The circuit described here is called a boost converter. It can take a low DC source voltage and step it up to a much higher DC voltage, a process also called DC to DC conversion. The source voltage can be anything from batteries to solar panels. Since the total power output (P = V I) must be conserved, the output voltage will be higher and the current will be lower than the source current.
The boosted output can be used to power xenon flash lamps, solid state laser diodes, Geiger counters, high voltage capacitors and other circuits that require a high voltage to operate.
The basic operating principle of a boost converter is the ability of an inductor to resist a change in current flow by creating and collapsing a magnetic field. When current flows through an inductor, the inductor stores some of the energy by generating a magnetic field.
If the current flow is suddenly interrupted, the magnetic field will collapse and in the process, creates a current flow towards the load. This results in an output voltage that when added to the original source voltage, will be higher than the source voltage alone.

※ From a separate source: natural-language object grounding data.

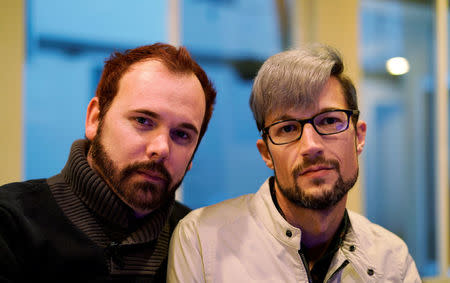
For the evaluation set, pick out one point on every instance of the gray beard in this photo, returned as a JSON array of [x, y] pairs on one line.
[[328, 199]]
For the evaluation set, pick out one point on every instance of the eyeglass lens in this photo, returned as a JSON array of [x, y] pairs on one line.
[[326, 123]]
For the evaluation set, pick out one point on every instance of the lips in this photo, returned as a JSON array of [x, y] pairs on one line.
[[316, 168], [152, 175]]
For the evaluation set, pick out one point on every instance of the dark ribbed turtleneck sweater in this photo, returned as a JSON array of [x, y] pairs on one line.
[[131, 245]]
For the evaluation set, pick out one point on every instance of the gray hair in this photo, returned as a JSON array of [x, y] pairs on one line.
[[295, 77]]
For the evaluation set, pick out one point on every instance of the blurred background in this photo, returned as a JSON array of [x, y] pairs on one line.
[[52, 54]]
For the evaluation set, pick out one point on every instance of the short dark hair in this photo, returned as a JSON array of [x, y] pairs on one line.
[[177, 60]]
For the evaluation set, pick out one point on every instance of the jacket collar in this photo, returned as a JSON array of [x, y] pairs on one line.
[[353, 247]]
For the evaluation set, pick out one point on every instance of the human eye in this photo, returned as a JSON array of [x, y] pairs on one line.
[[144, 122], [285, 128], [330, 119], [181, 136]]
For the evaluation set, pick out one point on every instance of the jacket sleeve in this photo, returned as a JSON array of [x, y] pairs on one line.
[[411, 273], [9, 262], [185, 254]]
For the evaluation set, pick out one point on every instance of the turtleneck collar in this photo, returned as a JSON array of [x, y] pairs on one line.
[[92, 190]]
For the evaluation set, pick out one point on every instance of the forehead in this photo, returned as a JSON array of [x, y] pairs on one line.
[[151, 86], [330, 97]]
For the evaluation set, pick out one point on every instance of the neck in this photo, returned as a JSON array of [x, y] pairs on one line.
[[318, 226]]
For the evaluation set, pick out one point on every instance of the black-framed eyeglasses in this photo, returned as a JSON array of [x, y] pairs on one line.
[[326, 123]]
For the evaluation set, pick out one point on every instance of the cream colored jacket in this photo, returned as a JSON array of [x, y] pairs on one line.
[[246, 240]]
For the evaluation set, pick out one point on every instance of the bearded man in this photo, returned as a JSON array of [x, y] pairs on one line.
[[109, 214], [296, 228]]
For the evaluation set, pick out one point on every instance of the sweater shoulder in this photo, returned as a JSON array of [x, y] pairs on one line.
[[20, 190]]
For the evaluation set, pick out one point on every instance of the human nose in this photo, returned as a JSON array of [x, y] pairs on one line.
[[310, 142], [158, 147]]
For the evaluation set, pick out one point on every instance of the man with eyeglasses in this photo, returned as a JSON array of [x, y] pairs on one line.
[[296, 228]]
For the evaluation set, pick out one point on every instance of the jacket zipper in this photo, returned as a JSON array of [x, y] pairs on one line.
[[305, 264], [344, 264]]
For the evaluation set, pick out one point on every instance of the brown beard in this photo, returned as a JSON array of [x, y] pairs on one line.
[[131, 192], [327, 199]]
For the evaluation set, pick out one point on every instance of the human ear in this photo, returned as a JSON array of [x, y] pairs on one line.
[[361, 128], [265, 154], [92, 118]]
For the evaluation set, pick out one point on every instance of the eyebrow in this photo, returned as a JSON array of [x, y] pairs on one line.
[[155, 115]]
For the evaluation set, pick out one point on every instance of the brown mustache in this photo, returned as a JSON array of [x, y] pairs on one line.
[[147, 166], [308, 162]]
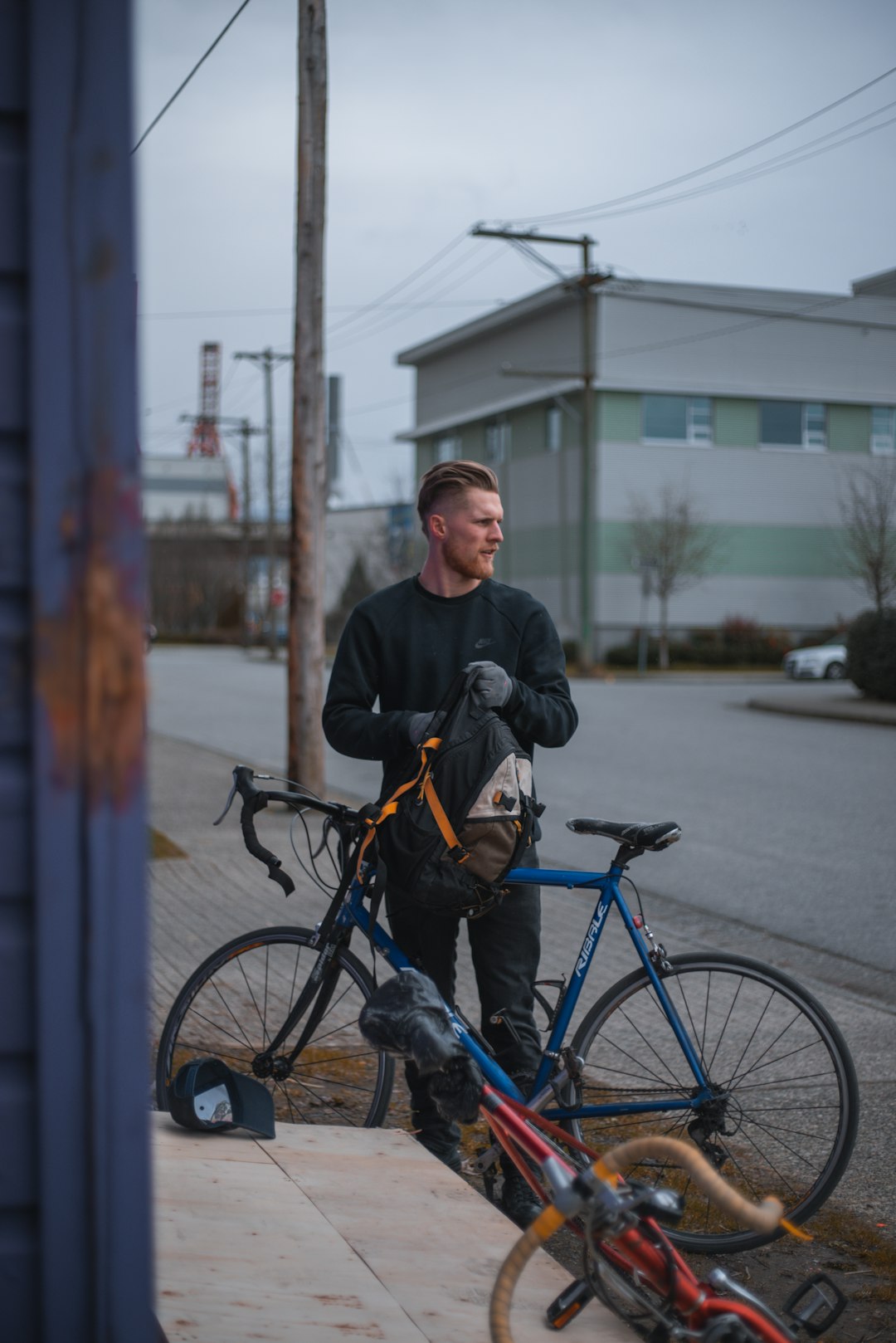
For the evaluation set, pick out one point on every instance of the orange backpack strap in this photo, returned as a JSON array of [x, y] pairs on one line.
[[390, 808], [455, 847]]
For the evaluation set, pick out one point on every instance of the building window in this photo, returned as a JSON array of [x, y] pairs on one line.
[[883, 430], [793, 425], [497, 442], [448, 447], [553, 428], [677, 419]]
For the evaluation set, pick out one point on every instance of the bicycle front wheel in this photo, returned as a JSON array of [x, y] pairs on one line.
[[785, 1099], [232, 1006]]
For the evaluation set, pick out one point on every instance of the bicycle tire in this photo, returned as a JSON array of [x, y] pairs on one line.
[[232, 1005], [786, 1110]]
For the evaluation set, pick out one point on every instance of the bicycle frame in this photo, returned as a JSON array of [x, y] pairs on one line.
[[607, 886], [650, 1258]]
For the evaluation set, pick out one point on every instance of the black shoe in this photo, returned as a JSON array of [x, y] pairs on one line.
[[518, 1199], [445, 1153]]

To take advantage of this property of an inductor, the inductor must be cycled at a high enough rate to prevent it from fully discharging. The inductor output is then routed through a diode and then to a capacitor that is connected in parallel to the load. The capacitor will then charge to a voltage that is higher than the source voltage. The diode is necessary to prevent the capacitor from discharging backward through the inductor and source. The load can then utilize the current and increased voltage stored in the capacitor.
In the example below, a simple transistor oscillator (Q1, Q2) is used to drive a buffer transistor (Q3). The output of the buffer transistor is used to drive the gate of a MOSFET (Q4) that switches the 1mH choke (L1) on and off at a rapid rate. The boosted output from the choke is routed through a steering diode (D1) and then stored in a 0.1uF capacitor (C3) that supplies power to the load. The two one megohm resistors (R7, R9) act as a minimal output load and as a bleeder resistor (R7) that will safely discharge the storage capacitor when the circuit is not in operation.